Das mag zum Teil gelingen, weil wir im ersten Jahr zunächst nur Medikationsdaten strukturiert ablegen werden in der ePA. Im Folgejahr sollen die meistgenutzten Laborwerte abgelegt werden. Die Vorarbeiten sind durch die Labormediziner gelegt.

Es soll ein Digitalbeirat bei der gematik ins Leben gerufen werden? Wann? Wer soll hinein?

Leyck Dieken: Dieser neue Digitalbeirat ist ein wichtiges Element des neues Digitalgesetzes und hat nichts mit dem jetzigen Beirat zu tun. Die Idee dahinter ist, dass Datenschutz und Datennutzung endlich gleichwertig artikuliert werden. Es wird vier Stimmen geben im Beirat: Die der Datensicherheit durch das BSI, des Datenschutzes durch den BFDI, der Datennutzung durch einen medizinisch-wissenschaftlichen Vertreter und eine Stimme der Ethik. Der Digitalbeirat soll der gematik eine grundsätzliche Orientierung geben.

Und was tun Sie nach Ihrem Abschied von der gematik? 

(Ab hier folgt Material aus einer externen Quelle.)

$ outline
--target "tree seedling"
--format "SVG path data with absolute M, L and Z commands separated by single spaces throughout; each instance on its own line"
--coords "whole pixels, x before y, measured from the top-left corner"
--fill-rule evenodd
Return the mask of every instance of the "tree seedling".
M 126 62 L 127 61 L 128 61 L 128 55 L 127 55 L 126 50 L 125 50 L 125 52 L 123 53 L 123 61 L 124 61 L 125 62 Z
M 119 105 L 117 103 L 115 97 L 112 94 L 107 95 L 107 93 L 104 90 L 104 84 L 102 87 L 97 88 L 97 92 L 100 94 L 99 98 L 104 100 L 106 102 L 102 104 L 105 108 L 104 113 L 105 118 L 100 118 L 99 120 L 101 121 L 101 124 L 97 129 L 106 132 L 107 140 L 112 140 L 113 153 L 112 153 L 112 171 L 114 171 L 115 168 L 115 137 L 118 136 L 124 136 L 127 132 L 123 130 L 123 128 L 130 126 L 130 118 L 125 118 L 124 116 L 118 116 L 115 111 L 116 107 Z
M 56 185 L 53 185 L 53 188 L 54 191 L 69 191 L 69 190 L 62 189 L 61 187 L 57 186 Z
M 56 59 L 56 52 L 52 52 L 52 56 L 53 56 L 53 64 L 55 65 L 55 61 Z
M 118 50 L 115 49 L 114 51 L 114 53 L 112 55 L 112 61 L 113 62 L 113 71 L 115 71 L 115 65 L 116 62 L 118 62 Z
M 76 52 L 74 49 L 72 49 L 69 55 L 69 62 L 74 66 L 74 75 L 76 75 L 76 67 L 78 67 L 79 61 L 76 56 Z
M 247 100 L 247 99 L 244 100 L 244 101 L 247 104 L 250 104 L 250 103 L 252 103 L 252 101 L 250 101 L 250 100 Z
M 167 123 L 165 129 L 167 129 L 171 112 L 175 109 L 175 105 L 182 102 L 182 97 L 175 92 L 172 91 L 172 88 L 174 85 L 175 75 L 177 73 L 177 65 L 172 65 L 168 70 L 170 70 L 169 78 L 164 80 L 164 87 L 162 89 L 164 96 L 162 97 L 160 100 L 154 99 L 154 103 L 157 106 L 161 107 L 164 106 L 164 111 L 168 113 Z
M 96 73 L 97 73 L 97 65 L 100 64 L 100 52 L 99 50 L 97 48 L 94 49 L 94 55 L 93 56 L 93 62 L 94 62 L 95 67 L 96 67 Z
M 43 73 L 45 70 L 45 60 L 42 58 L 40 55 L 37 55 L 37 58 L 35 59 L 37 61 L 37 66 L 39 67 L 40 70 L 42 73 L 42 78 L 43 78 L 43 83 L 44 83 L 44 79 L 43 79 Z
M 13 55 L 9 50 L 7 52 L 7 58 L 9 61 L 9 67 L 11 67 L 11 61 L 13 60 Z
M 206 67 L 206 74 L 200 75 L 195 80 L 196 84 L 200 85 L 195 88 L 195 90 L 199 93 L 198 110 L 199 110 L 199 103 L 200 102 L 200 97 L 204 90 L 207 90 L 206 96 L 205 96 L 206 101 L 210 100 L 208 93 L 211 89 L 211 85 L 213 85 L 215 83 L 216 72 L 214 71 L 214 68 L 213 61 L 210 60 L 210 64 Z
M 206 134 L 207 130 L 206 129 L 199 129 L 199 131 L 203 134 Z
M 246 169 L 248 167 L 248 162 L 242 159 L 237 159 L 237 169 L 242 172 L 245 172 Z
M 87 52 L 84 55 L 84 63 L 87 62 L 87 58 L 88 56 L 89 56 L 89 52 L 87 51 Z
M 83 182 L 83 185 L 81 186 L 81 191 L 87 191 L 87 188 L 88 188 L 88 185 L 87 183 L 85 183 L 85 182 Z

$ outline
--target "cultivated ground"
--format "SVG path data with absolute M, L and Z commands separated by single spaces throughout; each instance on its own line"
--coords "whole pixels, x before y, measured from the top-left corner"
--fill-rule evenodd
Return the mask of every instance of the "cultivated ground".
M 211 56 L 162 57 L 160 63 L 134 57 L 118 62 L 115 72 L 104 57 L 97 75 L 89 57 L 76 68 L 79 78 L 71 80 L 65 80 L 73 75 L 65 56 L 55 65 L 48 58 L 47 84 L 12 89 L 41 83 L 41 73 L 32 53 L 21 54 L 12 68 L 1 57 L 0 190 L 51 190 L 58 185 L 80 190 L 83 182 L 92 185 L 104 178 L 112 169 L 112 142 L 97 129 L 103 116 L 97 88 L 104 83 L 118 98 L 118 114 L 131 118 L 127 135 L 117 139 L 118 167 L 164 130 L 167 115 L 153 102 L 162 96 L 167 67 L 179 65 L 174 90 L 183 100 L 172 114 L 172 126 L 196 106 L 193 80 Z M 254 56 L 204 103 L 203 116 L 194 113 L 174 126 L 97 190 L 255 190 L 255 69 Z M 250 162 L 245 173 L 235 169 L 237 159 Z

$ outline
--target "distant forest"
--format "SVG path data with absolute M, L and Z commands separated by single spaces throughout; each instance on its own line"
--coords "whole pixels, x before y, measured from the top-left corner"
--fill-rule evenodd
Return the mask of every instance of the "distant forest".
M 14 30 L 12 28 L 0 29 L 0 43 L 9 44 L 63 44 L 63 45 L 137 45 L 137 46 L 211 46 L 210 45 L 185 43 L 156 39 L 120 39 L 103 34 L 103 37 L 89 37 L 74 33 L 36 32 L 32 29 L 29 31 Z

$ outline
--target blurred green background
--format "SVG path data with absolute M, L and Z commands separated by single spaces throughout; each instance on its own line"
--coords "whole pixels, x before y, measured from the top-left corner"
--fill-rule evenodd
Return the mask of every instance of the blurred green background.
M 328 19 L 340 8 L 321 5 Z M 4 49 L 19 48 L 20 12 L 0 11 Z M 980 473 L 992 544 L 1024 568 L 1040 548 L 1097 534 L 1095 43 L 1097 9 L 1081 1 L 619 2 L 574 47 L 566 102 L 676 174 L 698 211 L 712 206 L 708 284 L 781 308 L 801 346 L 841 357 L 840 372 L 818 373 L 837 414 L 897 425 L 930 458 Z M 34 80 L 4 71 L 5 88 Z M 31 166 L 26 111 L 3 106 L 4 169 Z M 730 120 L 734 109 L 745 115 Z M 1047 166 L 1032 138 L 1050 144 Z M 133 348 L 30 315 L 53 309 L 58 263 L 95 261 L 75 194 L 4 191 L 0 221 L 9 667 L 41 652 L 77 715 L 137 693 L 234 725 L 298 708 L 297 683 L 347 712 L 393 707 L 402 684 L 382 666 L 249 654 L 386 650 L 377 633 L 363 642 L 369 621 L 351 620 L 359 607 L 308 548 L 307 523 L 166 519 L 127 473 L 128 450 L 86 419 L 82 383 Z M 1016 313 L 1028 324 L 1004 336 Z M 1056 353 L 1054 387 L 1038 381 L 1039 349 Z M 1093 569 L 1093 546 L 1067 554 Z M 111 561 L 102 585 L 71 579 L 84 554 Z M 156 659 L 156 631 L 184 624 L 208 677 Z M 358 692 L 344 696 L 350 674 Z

Leyck Dieken: Ich muss ein bisschen Abstand gewinnen. Momentan gibt es einfach noch zu viele Dinge, die mich in meiner aktuellen Tätigkeit für die gematik beschäftigen.

Ich möchte auch künftig wieder gemeinsam mit anderen in einem innovativen Bereich etwas bewegen können. Vermutlich etwas, wo meine Berufung als Arzt weiterhin eine größere Rolle spielt.